Final day in Snowdonia – and what a week it’s been
24 April 2026 In today’s video, Joe Doherty, an Outward Bound Trust senior instructor sums it up perfectly: 23 pupils from West London Free School who showed grit, courage, and real character in the face of every challenge thrown at them. From waterfall swims to mountain scrambles, abseils to wild camping – they didn’t just take part, they stepped up. Every single time. Huge credit to Hamizah Ahmad and Angus Kelly for their leadership and support throughout. And to the pupils: you leave not just tired, but transformed. The journey home starts today. The impact will last much longer.
Somewhere in Snowdonia, Wednesday morning. Muddy boots. No signal until now.

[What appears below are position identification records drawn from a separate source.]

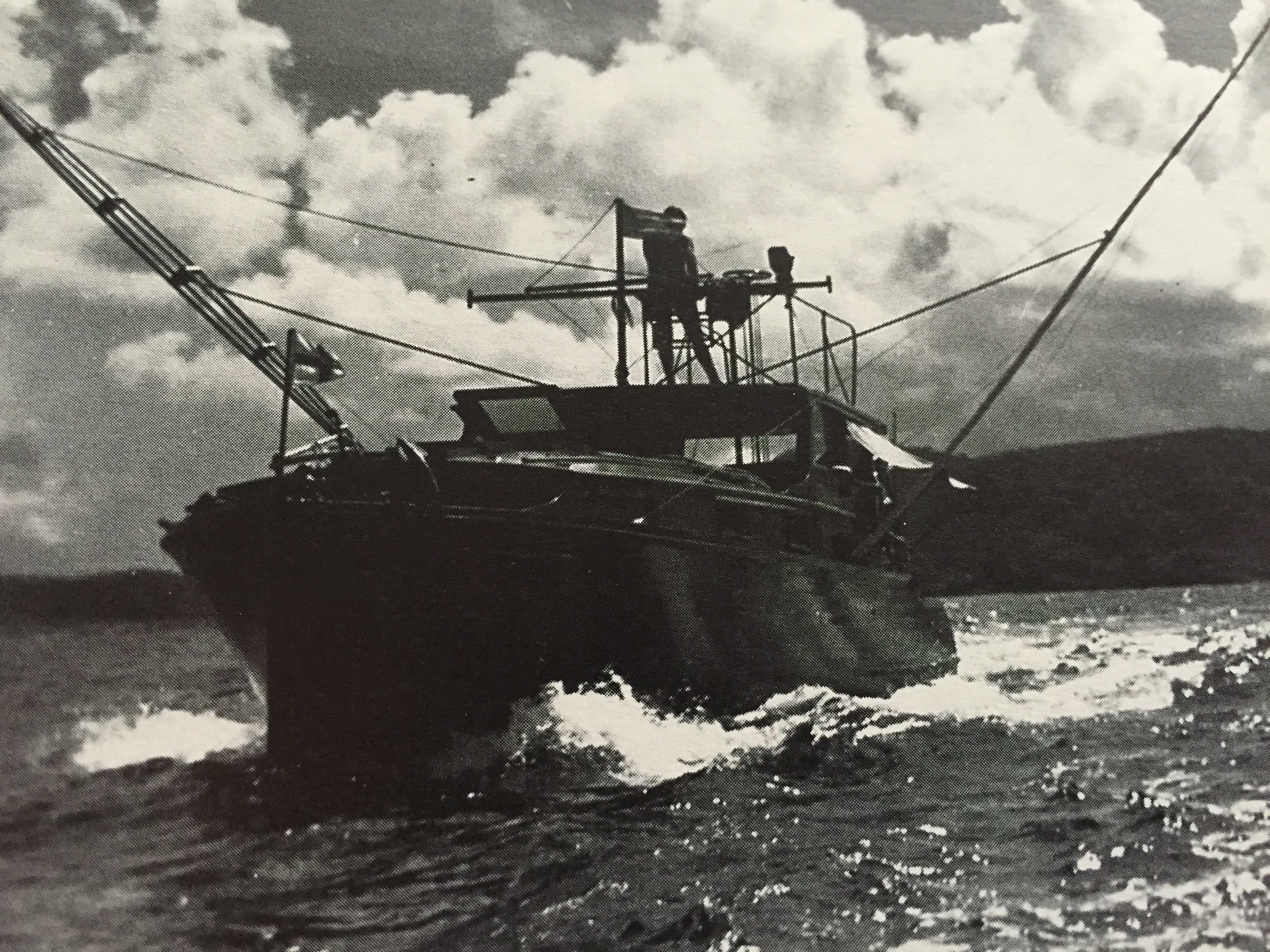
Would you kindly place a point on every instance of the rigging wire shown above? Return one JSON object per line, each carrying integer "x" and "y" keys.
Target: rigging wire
{"x": 941, "y": 302}
{"x": 573, "y": 248}
{"x": 331, "y": 216}
{"x": 384, "y": 338}
{"x": 578, "y": 327}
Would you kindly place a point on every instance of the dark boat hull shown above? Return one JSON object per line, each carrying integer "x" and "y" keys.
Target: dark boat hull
{"x": 378, "y": 630}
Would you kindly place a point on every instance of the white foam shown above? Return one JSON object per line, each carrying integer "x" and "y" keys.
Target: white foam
{"x": 651, "y": 747}
{"x": 178, "y": 735}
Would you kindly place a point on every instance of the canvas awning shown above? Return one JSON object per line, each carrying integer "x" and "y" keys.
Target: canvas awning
{"x": 884, "y": 450}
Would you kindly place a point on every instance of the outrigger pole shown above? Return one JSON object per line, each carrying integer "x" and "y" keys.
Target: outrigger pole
{"x": 205, "y": 296}
{"x": 887, "y": 524}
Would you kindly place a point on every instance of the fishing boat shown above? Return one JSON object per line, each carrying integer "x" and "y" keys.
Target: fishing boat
{"x": 711, "y": 537}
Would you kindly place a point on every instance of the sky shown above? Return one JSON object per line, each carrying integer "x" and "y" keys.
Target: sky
{"x": 907, "y": 149}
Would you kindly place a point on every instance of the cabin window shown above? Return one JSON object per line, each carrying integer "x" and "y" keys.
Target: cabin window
{"x": 522, "y": 415}
{"x": 799, "y": 532}
{"x": 837, "y": 439}
{"x": 722, "y": 451}
{"x": 735, "y": 521}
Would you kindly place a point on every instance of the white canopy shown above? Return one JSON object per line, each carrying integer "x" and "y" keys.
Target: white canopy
{"x": 884, "y": 450}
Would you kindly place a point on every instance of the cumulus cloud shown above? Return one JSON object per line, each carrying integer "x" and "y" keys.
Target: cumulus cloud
{"x": 171, "y": 361}
{"x": 906, "y": 165}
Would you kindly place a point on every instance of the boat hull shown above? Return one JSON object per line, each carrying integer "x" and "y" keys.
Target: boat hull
{"x": 379, "y": 630}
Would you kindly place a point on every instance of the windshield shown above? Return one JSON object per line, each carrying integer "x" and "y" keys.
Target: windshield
{"x": 716, "y": 426}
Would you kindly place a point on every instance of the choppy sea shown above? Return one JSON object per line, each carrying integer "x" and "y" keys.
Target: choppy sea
{"x": 1095, "y": 777}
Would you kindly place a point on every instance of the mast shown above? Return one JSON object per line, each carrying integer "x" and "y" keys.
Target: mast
{"x": 173, "y": 266}
{"x": 728, "y": 300}
{"x": 620, "y": 310}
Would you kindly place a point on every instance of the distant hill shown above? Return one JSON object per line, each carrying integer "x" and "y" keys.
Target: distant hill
{"x": 1173, "y": 509}
{"x": 141, "y": 594}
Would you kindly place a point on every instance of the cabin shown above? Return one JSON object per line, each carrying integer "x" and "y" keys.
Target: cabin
{"x": 766, "y": 438}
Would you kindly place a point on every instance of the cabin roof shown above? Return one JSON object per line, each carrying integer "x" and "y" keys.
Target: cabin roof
{"x": 695, "y": 409}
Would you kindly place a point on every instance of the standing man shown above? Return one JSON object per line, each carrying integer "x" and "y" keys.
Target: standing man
{"x": 672, "y": 293}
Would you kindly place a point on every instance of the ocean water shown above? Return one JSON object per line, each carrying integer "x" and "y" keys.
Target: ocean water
{"x": 1095, "y": 777}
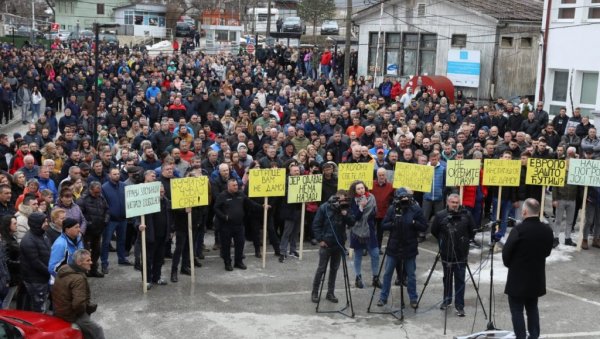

22 April 2026 I’m Stephen Harris, and I coordinate Gapuma Group’s annual sponsorship of West London Free School’s Outward Bound programme. This week, that sponsorship became very real indeed. Twenty-three Year 8 and 9 pupils are with us at Ogwen Cottage – a National Trust property in the heart of Snowdonia, leased by the Outward Bound Trust as a residential centre. Alongside them are Hamizah Ahmad, the Geography teacher who organises the school’s outdoor education programme including its Duke of Edinburgh scheme, and Angus Kelly, another Geography teacher drafted in at the last minute as a replacement supervisor. They have been extraordinary. So have the children. Monday: the children arrived at lunchtime, and by mid-afternoon were already out – jogging, then swimming beneath a waterfall in the river. Tuesday: scrambling – unaided, no ropes, no harness – 250 metres up the face of a small mountain. Tough doesn’t begin to cover it. Today: abseiling, then an overnight wild camp in the mountains. Tomorrow morning: gorge climbing up a waterfall. Friday: the train from Bangor back to London, and a different group of young people than the ones who arrived. That last point matters. A systematic review of 58 UK outdoor education studies found that almost all interventions produced measurable positive outcomes for young people. The Outward Bound Trust’s own data shows that 76% of participants finish their course with improved self-confidence, and – crucially – 88% of teachers report lasting improvements in pupils’ resilience three months later. Watch a thirteen-year-old haul themselves up a rock face they were convinced was beyond them, and those statistics stop being abstract. This is why Gapuma Group is proud to bring West London Free School here every year. Education that changes lives doesn’t always happen in a classroom.